Nicknamed “Highspeed” by the staff at Capital Guardian ChalleNGe Academy because he was often ahead of his classmates, Christopher Coleman was first exposed to 3D design software in 8th grade. Later, he “really got hooked on 3D” in the Hirshhorn Museum’s ARTLAB+ program. Our 3D ThinkLink classes taught him how to use new design tools and printers he’d never tried before. The self-described “loner” says he also learned to ask for help and work with others. “This program particularly helped me with a lot of my faults – things that I’ve got to improve,” Christopher said. “I learned to be more humble … There’s people that know stuff that I don’t know, and they don’t know things that I know.”
“If there’s something that’s hard, don’t try to take the easy way around it. Keep going straight. Because if you keep going straight and play with stuff, you might find something new that will help you.”
“Be open and try new things. Don’t limit yourself. Go the extra mile for what you want to do.”

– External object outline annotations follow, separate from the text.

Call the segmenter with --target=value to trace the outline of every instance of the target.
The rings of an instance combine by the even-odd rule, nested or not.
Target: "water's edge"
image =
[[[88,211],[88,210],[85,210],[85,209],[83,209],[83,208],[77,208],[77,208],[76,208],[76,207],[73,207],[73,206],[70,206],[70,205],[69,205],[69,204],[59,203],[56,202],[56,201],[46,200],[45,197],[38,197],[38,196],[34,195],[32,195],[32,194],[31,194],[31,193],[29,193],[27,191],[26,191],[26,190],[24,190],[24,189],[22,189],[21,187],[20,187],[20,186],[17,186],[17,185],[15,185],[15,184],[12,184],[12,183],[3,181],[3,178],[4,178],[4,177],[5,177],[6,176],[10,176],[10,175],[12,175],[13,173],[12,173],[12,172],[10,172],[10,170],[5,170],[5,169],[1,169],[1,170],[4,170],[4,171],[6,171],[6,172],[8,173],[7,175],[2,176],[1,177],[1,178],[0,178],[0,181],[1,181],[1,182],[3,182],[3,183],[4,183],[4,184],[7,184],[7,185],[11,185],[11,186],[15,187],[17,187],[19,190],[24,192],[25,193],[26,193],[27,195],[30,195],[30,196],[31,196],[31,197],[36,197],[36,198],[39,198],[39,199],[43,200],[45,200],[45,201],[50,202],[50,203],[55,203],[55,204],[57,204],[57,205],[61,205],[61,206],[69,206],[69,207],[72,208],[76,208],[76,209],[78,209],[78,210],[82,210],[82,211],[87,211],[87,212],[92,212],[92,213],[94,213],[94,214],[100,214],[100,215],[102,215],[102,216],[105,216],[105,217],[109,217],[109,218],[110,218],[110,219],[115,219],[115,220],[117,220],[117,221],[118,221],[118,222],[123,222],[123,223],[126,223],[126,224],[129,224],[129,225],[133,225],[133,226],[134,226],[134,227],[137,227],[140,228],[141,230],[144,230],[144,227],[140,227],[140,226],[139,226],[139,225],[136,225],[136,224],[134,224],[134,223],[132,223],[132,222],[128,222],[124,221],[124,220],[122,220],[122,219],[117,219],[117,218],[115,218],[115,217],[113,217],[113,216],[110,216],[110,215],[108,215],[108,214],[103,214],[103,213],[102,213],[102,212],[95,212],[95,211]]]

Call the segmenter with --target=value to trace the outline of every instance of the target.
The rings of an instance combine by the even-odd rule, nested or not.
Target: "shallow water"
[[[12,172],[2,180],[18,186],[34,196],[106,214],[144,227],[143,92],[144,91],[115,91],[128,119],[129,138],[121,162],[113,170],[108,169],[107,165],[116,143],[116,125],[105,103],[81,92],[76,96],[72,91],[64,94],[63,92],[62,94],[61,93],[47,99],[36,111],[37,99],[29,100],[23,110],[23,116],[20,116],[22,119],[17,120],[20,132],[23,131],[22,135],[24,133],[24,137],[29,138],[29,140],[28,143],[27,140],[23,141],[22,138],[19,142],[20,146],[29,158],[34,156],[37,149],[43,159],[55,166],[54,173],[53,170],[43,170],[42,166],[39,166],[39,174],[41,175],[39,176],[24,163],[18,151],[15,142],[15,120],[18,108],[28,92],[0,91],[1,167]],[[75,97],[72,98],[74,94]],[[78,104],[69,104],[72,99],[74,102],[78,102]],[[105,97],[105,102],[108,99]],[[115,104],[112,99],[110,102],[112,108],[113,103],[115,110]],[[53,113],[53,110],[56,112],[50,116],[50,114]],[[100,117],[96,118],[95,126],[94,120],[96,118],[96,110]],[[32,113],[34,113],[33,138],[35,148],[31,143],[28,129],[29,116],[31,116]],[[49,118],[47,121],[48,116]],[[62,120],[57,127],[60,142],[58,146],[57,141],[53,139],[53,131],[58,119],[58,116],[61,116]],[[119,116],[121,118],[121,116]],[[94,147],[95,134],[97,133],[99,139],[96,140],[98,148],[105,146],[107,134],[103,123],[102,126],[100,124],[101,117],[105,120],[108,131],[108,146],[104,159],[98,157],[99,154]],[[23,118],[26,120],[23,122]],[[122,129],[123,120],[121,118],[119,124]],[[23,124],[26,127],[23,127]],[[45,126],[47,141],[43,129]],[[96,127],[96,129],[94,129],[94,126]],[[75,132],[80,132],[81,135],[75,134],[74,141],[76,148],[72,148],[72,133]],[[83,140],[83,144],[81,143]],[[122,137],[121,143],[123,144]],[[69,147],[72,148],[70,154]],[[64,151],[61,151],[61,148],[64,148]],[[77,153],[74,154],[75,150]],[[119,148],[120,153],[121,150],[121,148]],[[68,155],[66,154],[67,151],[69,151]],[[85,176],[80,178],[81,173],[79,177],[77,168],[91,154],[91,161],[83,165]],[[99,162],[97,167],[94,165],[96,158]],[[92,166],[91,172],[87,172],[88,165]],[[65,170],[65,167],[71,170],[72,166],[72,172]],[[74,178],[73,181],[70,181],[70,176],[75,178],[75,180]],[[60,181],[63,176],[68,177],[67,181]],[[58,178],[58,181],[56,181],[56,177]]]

At first, Sherquana Adams didn’t want to sign up for our class at South Carolina Youth ChalleNGe Academy because she thought “3D printing was for geeks.” But the more she learned about the many ways this technology is being used, the more interested she became. Sherquana, who aspires to be a surgical technician, was amazed by the medical applications for 3D printing. She thought it was “really cool” to put together 3D-printed pieces to make a kid-size prosthetic hand during Lab Week. “I now have a way to express myself,” she said. In just a few months, her opinion of 3D printing has shifted 180 degrees: “This is not for geeks, this is for anybody!”
“You can do anything you set your mind to.”
“The sky is the limit and you should never doubt yourself.”